AWS Machine Learning Blog

Visual search on AWS—Part 1: Engine implementation with Amazon SageMaker

April 2023 Update: Starting January 31, 2024, you will no longer be able to access AWS DeepLens through the AWS management console, manage DeepLens devices, or access any projects you have created. To learn more, refer to these frequently asked questions about AWS DeepLens end of life.

To perform a visual search instead of asking for something by voice or text, you show what you are looking for. As the old saying goes, “A picture is worth a thousand words.” Often it’s easier to show a physical example or image than to try to describe an item with words that a search engine can effectively use. Some users might simply lack the knowledge or understanding to describe a specialized item. Another use case for visual search is when image or video data must be searchable, but it’s ingested too fast to accurately assign labels or metadata.

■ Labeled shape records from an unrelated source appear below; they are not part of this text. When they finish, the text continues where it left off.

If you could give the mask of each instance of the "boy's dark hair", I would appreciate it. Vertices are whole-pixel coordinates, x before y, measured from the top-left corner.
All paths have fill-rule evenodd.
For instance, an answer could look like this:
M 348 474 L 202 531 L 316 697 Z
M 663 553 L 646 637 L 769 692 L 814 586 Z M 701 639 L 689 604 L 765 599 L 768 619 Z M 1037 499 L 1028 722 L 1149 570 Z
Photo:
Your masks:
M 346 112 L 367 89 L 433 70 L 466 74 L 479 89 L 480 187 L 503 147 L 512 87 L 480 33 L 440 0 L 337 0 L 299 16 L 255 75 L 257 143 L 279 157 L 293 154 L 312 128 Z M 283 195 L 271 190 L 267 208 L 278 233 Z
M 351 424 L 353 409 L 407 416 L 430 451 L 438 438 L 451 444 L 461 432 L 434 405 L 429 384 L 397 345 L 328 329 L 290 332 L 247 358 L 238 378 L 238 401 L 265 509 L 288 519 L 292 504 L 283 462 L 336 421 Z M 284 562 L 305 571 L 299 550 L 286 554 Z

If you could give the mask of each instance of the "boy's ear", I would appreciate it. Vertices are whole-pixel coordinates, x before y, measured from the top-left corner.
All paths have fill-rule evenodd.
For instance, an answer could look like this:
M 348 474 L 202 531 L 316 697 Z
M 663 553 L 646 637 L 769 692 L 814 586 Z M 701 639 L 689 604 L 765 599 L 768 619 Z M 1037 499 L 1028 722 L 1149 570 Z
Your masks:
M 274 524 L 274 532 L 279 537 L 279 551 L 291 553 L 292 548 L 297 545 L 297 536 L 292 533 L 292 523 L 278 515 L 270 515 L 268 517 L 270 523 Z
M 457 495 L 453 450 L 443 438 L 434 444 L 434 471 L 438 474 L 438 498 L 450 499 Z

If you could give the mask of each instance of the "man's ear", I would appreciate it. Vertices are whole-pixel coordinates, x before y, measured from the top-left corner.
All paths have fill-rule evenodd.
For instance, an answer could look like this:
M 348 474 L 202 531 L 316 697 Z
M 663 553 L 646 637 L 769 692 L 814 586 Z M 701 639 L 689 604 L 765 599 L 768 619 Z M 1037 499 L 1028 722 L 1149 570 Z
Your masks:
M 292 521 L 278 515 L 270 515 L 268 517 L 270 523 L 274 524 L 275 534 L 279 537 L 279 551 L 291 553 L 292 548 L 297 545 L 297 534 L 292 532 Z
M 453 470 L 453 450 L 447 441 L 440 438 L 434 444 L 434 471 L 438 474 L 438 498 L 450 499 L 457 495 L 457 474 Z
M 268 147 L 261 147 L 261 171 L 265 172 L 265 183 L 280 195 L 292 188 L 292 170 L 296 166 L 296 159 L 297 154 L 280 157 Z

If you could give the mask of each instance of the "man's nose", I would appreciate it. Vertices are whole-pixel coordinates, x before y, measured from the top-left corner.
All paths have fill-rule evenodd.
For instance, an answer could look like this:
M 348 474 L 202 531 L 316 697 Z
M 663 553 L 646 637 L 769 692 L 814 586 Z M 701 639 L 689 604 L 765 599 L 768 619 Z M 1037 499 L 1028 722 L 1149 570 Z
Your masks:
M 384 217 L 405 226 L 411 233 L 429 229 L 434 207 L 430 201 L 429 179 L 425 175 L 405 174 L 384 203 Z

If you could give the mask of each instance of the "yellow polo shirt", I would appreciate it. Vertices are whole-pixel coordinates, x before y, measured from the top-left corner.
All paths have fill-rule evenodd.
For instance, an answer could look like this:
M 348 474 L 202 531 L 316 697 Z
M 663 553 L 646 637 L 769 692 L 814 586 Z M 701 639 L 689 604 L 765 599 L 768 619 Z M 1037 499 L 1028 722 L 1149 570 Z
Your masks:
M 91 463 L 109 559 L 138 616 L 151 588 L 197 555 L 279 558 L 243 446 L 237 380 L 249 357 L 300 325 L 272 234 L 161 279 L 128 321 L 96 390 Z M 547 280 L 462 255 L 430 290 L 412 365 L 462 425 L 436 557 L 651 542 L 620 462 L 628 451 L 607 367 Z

For retail use cases for visual search, take the example of a consumer looking for a replacement part in a hardware store. Instead of using words to identify the part, which might be difficult if the consumer lacks required expertise, the consumer could just show the part to an AWS DeepLens device, a deep-learning-enabled video camera. The device could then pull up a list of visually similar recommended parts and their location in the store. If consumers had an AWS DeepLens device at home, they could simply show an item in the house to the device when looking to buy another item resembling it. An advantage of visual search is that it relies entirely on item appearance. There is no need for other data such as bar codes, QR codes, product name, or other product metadata.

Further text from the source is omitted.